Training a Psychiatric Service Dog
The process of training a psychiatric service dog can be challenging and time-consuming. Still, it's gratifying and allows you to build a stronger bond with your dog.
When it comes to training, you have two main options: online or in-person psychiatric service dog training.
Online Psychiatric Service Dog Training
Online PSD training allows you to meet with a certified trainer via video chat. They will guide you through lessons and provide feedback on your technique to ensure your dog can perform specific tasks related to your unique needs and goals. They will also 'sign off' your PSD, which will be required when, for example, you want to travel by air and keep your PSD by your side during the flight.
In-Person PSD Training
In-person PSD training is similar to online training in that the trainer guides you through a series of tasks and gives you the tools you need to build a strong relationship with your dog.
However, this training takes place in person instead of via video. The trainer may come to your home, or you may meet them in another location.
How can I qualify for a Psychiatric Service Dog?
To qualify for a psychiatric service dog, you must be diagnosed with at least one mental health condition or disability (such as PTSD) that interferes with your ability to perform activities of daily living safely.
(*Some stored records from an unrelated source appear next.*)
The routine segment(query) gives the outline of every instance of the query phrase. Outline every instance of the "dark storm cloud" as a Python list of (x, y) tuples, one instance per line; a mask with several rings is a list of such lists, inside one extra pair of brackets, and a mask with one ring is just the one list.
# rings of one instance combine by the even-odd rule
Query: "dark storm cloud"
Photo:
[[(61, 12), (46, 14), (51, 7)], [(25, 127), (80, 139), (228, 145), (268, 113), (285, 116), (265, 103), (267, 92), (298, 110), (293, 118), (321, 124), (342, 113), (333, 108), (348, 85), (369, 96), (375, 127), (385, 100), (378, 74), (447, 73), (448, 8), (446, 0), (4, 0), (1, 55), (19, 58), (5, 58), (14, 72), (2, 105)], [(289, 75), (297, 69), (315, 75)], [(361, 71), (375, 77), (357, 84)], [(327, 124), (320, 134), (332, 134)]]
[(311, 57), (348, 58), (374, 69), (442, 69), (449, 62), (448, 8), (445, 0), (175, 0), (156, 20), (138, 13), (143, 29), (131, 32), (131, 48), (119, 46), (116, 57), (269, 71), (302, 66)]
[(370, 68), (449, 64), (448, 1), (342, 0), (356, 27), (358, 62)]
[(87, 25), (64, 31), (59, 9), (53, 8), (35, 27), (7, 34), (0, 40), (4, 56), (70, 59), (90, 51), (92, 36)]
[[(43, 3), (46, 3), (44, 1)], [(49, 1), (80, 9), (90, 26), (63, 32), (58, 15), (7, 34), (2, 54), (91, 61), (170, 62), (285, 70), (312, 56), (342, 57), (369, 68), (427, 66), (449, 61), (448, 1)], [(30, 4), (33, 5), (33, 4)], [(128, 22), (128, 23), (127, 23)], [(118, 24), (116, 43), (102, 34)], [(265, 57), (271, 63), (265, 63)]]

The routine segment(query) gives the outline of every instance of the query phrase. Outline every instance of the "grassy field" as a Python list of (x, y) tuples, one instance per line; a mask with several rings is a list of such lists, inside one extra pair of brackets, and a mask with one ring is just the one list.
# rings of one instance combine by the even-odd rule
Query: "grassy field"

A licensed mental health professional, for example, a psychologist or therapist, can make a diagnosis and confirm whether, in their opinion, a PSD would help you manage your condition more effectively.
Psychiatric Service Dog vs. Emotional Support Animal
Psychiatric service dogs differ from emotional support animals (ESAs) because PSDs must undergo training to perform specific tasks for their owners.
ESAs, on the other hand, provide comfort and support with their presence. They're not required to perform any particular tasks. Because ESAs don't perform specific tasks, they're not protected by the ADA in the same way that PSDs are.